Mohamed Sami a décidé de devenir scénariste pour avoir une plus grande liberté dans la création de ses projets. « Lorsque j’ai commencé, je travaillais avec des scénaristes, mais certains ne voulaient pas que je touche à leurs textes, ce qui me faisait perdre du temps et créait des frustrations. Alors, j’ai décidé d’écrire moi-même mes scénarios pour m’assurer que mes idées seraient fidèlement traduites à l’écran. » Cette indépendance lui a permis d’explorer pleinement sa vision artistique et de développer des histoires qui résonnent profondément avec le public.

 

 

Un hommage à Wahid Hamed et ses conseils précieux

Un moment marquant de la discussion a été l’hommage rendu par Sami au grand scénariste Wahid Hamed, qui a joué un rôle décisif dans sa carrière. Lors de leur première rencontre, Wahid Hamed avait invité Sami pour une conversation qui, d’après le réalisateur, a été aussi intimidante qu’inspirante. Après avoir écouté Sami parler avec enthousiasme de ses idées et de sa vision, Wahid Hamed lui avait posé une question simple mais essentielle : « Comment as-tu vu le film ? » Sami, cherchant à impressionner, avait parlé abondamment, multipliant les détails complexes pour démontrer sa compréhension. Wahid Hamed l’avait alors interrompu avec un conseil direct mais mémorable : « Pourquoi compliques-tu les choses ? Ressens le film, car si tu le ressens, tu le feras bien et le public l’aimera. » Cette phrase a profondément marqué Sami, lui montrant l’importance de la sincérité émotionnelle dans la création.

Plus tard, Sami s’est souvenu d’un conseil spécifique de Wahid Hamed concernant une scène difficile : un long dialogue entre deux personnages qui risquait de devenir ennuyeux.

« J’ai appelé Wahid pour lui demander comment rendre cette scène captivante, » raconte Sami. « Il m’a conseillé de la voir comme un match.
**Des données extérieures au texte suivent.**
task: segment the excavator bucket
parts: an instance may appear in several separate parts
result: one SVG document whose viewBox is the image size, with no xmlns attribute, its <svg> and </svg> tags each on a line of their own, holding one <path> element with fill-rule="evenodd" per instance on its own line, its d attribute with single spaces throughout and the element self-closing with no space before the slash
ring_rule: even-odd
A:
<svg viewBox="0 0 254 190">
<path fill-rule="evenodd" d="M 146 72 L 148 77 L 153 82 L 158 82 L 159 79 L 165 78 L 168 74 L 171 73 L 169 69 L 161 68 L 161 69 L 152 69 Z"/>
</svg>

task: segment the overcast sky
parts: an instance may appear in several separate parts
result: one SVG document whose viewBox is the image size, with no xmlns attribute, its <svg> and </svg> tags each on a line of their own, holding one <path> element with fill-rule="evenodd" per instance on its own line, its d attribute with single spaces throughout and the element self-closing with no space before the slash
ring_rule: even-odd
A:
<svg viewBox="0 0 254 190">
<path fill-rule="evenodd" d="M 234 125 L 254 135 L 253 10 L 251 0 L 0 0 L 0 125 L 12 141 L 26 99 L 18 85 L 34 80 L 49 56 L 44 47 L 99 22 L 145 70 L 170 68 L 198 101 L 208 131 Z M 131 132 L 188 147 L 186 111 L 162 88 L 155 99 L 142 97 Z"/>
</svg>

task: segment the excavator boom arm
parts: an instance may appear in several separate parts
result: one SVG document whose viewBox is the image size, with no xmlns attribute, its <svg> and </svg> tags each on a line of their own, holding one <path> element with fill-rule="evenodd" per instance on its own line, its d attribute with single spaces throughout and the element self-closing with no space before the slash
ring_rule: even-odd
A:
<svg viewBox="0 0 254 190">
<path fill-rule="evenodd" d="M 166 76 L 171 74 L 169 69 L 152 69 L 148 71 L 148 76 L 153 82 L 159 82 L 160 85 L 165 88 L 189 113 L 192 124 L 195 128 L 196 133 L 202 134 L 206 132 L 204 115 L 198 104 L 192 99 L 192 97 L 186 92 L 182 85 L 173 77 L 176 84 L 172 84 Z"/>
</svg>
Chaque réplique devait être un échange rythmé, une balle renvoyée d’un côté à l’autre avec intensité et précision. » Ce conseil a transformé sa vision des dialogues et de leur mise en scène, influençant profondément son style.

« Lorsque mes feuilletons ont commencé à réussir, je voyais des gens les regarder dans les cafés comme s’ils suivaient un match de football. C’est à ce moment-là que j’ai béni la mémoire de Wahid Hamed. »

L’avenir prometteur de Mohamed Sami

Interrogé sur son œuvre préférée, Mohamed Sami a répondu avec modestie : « Tous mes travaux ont contribué à être ce que je suis, donc je les aime tous. Chaque projet a apporté quelque chose dans ma vie et constitue une étape importante de mon parcours. Cependant, si je devais en choisir un pour son succès et son impact, ce serait Al Ostoura. »

La discussion s’est conclue par une intervention de l’actrice égyptienne Youssra, qui a salué le talent de Mohamed Sami. Elle a notamment loué ses mouvements de caméra uniques et sa capacité à sublimer le jeu des acteurs. « En t’écoutant aujourd’hui, je trouve que tu as des détails qu’on ne voit pas ailleurs, les mouvements de ta caméra est éblouissante et Youssef Chahine m’a appris à quel point c’est important. Je veux travailler avec toi, parce qu’on sent que tu aimes les acteurs et que tu sais les faire travailler » a-t-elle déclaré.